There is a difference between exit and bounce rate, and the exit rate marks a section of users who leave the site. Let’s say a user lands on a page on your website and then navigates to a few additional pages. Exit rate marks the percentage of users who left your site from the last within the session whereas the bounce rate is the percentage of visits that were the only one of the sessions. Multiple page views differentiate exit rate from bounce rate, where the bounce rate is based on sessions that start and end with a certain page
Exit rate refers to the number of people who exit from your website after landing on a page and compares it to the total number of views the page received. A high exit rate doesn’t necessarily mean a high bounce rate as users might have landed on the page from somewhere else on the site. Similarly, a low bounce rate does not mean a low exit rate as bounce rate doesn’t account for most exits, only those that occur on the first page the user lands on. Always remember that exits can be more than one-page visits while bounces are always one-page visits. Exit rate, much like bounce rate, emphasizes on-site UX. Indicative of navigational issues, bad UI, poor content, or even slow load times, high exit rates signal potential breaks in the user journey which could be directly impacting things conversions.
It is needed to measure this metric while keeping in mind the context of the visitor and how their journey is placed. For example, if you have an article – say four pages – and the exit rate on the last page is high, the implication might be different than a user falling off within the conversion funnel. Site pages that should naturally create further engagement or are designed to elicit action, but don’t, should be optimized accordingly.
How do you reduce the exit rate?
If your website is experiencing a high exit rate when the intent of the page is to push the user further down your conversion funnel (e.g. lead them to a different part of the website), you might want to make some adjustments to your website.
Firstly, you’ll have to determine why people are leaving. This might be because of
- Distracting Content: exit pop-ups, videos, music etc.
- Slow Load Speeds: visitors (especially mobile users) will give up and exit if the page load time is more than about 3 seconds
- Bad UI/UX: Poor design structure of the website might confuse the visitor and lead them to exit the website.

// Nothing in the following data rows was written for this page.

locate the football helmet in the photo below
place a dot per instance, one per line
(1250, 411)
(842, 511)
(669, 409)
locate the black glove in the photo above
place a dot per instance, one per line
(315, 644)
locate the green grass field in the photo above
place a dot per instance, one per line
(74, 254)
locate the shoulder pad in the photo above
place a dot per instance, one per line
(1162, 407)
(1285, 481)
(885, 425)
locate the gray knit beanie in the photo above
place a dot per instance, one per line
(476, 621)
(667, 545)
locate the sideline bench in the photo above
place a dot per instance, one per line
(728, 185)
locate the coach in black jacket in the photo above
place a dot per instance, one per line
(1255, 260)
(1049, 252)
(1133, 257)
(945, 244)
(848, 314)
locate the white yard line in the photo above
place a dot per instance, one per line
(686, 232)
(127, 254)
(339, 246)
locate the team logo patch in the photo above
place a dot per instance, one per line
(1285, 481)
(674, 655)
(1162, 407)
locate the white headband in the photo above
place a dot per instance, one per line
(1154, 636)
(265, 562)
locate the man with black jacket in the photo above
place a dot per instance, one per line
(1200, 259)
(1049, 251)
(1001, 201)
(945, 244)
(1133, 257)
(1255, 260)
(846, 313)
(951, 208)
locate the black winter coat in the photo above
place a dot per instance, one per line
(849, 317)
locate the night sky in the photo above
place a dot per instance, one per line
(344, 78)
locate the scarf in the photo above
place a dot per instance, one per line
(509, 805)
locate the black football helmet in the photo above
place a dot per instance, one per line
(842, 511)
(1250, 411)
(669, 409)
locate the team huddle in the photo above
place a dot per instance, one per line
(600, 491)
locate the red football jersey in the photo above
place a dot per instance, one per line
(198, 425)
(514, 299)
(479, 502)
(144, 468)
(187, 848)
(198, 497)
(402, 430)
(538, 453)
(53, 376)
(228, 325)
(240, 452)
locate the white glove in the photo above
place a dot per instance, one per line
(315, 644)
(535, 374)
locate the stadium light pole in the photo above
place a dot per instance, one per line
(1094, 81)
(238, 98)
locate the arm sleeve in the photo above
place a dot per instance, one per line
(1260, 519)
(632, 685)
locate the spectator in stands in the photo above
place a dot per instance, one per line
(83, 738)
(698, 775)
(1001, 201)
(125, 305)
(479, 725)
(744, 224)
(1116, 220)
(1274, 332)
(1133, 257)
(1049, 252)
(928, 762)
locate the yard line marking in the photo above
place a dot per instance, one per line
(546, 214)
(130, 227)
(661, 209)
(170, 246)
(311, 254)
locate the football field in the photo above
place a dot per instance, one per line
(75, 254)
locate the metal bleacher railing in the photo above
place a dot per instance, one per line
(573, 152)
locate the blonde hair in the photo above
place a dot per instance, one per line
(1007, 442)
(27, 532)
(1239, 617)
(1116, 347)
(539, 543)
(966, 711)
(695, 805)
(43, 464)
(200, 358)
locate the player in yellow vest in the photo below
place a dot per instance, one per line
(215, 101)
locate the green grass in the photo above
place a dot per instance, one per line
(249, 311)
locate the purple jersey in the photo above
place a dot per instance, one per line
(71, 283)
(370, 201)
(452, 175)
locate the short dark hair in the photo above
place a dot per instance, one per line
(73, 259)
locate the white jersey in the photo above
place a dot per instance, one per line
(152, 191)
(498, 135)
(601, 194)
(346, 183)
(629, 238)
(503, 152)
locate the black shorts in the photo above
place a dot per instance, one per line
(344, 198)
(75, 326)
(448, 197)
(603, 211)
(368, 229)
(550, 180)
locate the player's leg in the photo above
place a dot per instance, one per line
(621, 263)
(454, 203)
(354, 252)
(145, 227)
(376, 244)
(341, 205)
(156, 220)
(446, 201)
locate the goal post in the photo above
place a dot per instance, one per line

- Navigation Issues: unclear pathing and/or lack of linked content spells
Second, you’ll have to give your visitor a reason to stay. This doesn’t mean simply fixing the website design, or the load time or the navigation issues.
Third, you might think of installing heat-mapping software to help you understand how your visitor interacts with your website, where they are clicking, and where their focus is and which part of the website is experiencing high engagement and from where are the users exiting.